Insights West released its 50th press release in 2013, and we have covered some pretty diverse topics—from how many of us believe in UFOs to the number of us who are addicted to smartphones. We are pleased to share with you our compilation of our Top 13 from ’13 Insights below.
13. Research CAN still predict Election outcomes. Voters in Calgary and Edmonton took part in municipal elections in October. Our research correctly predicted victories for Naheed Nenshi and Don Iveson, and showed that three-in-four residents were satisfied with the work of their respective city councils.
12. We have become less polite as a society. Three-in-five British Columbians believe that we have lost our sense of civility, and practically nine-in-ten saw someone swear in public. Most residents blame apathetic parents and cold technology for the rise in unruly behaviour.
11. Alberta rallies around flood victims. The floods in Alberta brought out the best in the province, with two-in-five residents making a donation to those affected and first respondents getting an overwhelmingly positive rating for their role in tackling the emergency. Two thirds of Calgarians expressed satisfaction with how Premier Alison Redford dealt with the effects of the floods.
10. Despite what the media has portrayed, Vancouver supports bike lanes. While many stories have been written about the supposed animosity of Metro Vancouverites to separated bike lanes, our research shows that three-in-five residents support the initiative, and seven-in-ten welcome a bicycle sharing system.

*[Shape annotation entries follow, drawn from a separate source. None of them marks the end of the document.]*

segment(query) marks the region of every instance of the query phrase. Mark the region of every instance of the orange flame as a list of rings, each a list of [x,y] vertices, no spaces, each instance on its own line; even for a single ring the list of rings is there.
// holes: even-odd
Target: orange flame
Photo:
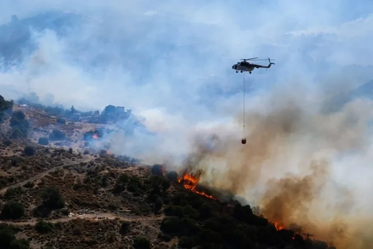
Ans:
[[[216,200],[216,199],[214,198],[212,196],[207,194],[204,192],[201,192],[195,190],[197,187],[197,185],[198,184],[198,182],[200,180],[200,172],[198,173],[197,175],[194,176],[191,173],[186,172],[182,177],[178,179],[178,182],[182,183],[184,186],[184,187],[186,189],[190,190],[196,194],[209,198],[210,199]]]
[[[275,227],[276,228],[276,230],[278,231],[281,230],[281,229],[285,229],[285,226],[284,226],[282,222],[279,222],[276,221],[274,224],[275,224]]]

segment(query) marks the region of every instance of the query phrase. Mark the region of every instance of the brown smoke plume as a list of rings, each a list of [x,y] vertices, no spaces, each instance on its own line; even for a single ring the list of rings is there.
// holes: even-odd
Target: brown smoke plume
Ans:
[[[291,92],[276,91],[246,112],[244,145],[237,136],[220,136],[222,130],[198,134],[185,166],[203,171],[201,183],[260,205],[270,221],[297,224],[337,248],[366,248],[373,212],[359,213],[351,186],[334,178],[342,156],[369,152],[372,102],[356,99],[323,114],[326,102]]]

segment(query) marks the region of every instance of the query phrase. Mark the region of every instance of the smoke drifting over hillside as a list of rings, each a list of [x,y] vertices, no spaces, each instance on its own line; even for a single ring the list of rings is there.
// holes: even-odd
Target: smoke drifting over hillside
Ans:
[[[197,143],[185,166],[204,171],[207,186],[262,206],[270,221],[296,224],[337,248],[365,248],[372,242],[372,185],[363,183],[373,175],[368,162],[373,102],[356,99],[341,112],[322,114],[327,102],[313,103],[302,93],[307,91],[288,90],[251,106],[246,144],[234,133],[220,137],[213,129],[216,144]]]
[[[67,108],[132,109],[155,134],[111,133],[102,138],[111,152],[203,169],[202,183],[243,196],[270,220],[295,223],[338,249],[372,242],[372,102],[320,111],[333,109],[325,92],[371,79],[373,19],[360,18],[371,4],[18,2],[0,10],[1,24],[19,16],[0,29],[6,55],[21,55],[2,59],[4,97],[34,91]],[[23,19],[54,7],[57,14]],[[245,27],[248,16],[260,21]],[[27,28],[12,32],[20,27]],[[222,54],[276,60],[246,78],[252,91],[243,132],[242,75]],[[351,65],[357,63],[363,66]]]

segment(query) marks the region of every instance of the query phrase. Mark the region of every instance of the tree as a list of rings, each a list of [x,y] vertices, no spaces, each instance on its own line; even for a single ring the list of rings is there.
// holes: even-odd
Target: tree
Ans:
[[[25,207],[21,203],[10,201],[7,202],[3,207],[1,215],[5,219],[18,220],[25,213]]]
[[[134,240],[133,246],[135,249],[148,249],[150,248],[150,242],[145,237],[137,237]]]
[[[263,209],[258,206],[253,207],[253,214],[258,217],[263,217]]]
[[[34,91],[32,91],[27,96],[28,100],[33,103],[37,103],[39,102],[39,96]]]
[[[51,232],[54,228],[53,223],[44,220],[38,222],[35,225],[35,229],[40,233],[46,233]]]
[[[33,156],[35,155],[36,151],[35,148],[29,145],[25,146],[25,149],[23,150],[23,152],[25,152],[25,154],[26,156]]]
[[[49,140],[51,141],[63,140],[66,138],[65,134],[58,130],[53,130],[49,134]]]
[[[115,113],[116,110],[116,108],[115,106],[111,105],[109,105],[105,106],[105,108],[104,109],[104,111],[101,114],[104,116],[108,116],[114,114]]]
[[[65,206],[65,200],[60,189],[56,186],[49,187],[43,192],[43,204],[53,209],[62,208]]]

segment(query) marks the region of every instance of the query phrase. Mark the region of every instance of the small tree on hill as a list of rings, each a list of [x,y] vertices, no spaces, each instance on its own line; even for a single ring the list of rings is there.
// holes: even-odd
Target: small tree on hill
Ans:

9. Cross border shopping has gone crazy. BC’s Lower Mainland residents love to cross border shop, with three-in-four residents making the trip to Washington State an average of 5.2 times in the past year, and 85% of us agreeing with the notion that “prices for the same or similar products are lower in the U.S. than in Canada.”
8. Loyal employees are now in the minority. Employed British Columbians and Albertans give their current workplaces a rating slightly higher than 7 in a scale of 1-to-10 (only 49% give an ‘8’, ‘9’ or ‘10’), but more than half of us would leave our current job if the right opportunity came along.
7. Smartphone addiction takes hold. Not only do two-thirds of British Columbians now own a smartphone and use it an average of two hours every day: 18% claim to be addicted to them, a proportion that increases to 27% among 18-34 year-olds.
6. Our dream job is working 9-5 at a Crown Corp? Our research on the “Dream Employer” of British Columbia showed that residents are split on whether a private company (39%) or the public sector (36%) would be their preferred dream job—with 14% selecting self-employment. Tops on the list include Electronic Arts, Hootsuite and Lululemon, but also organizations like BC Hydro, UBC and the Government of British Columbia.
5. As a society, we believe in some pretty outrageous things. April Fool’s Day and Halloween provided two opportunities to assess the beliefs of British Columbians. Most claim they believe that UFOs exist, almost half think ghosts and haunted places are real, but just one-in-twenty believe Elvis Presley is alive.
4. We still don’t like the idea of oil pipelines crossing our Province. While support for the Northern Gateway Pipeline has increased markedly since our first read last February, almost half of British Columbians remain opposed to this project, with most citing lingering concerns over oil tanker traffic and the risk of a spill.
3. We still hate bridge tolls. Despite years of persuasion, Metro Vancouver (56%) and Fraser Valley residents (72%) are decidedly against bridge tolls. Our research also shows that drivers are seeking new routes and altering their behaviour in order to avoid the Port Mann Bridge toll.
2. The leader’s debate was the turning point of the BC Election. In early May, and after the leaders’ debate, the BC NDP’s lead over the BC Liberals was cut in half to only six points, setting the tone for one of the greatest upsets in BC election history. Insights West was the only polling company who suggested the results could be close based on this number and our analysis of the undecided voters.
1. Christy Clark won because voters changed their minds at the last minute. Since the BC provincial election in May, there has been a lot of speculation and introspection about the state of public opinion polling. Our survey conducted immediately after the election found that one-in-five voters settled on a candidate on the last 72-hours of the campaign, and that 17% of actual BC Liberal voters had window-shopped as NDP supporters.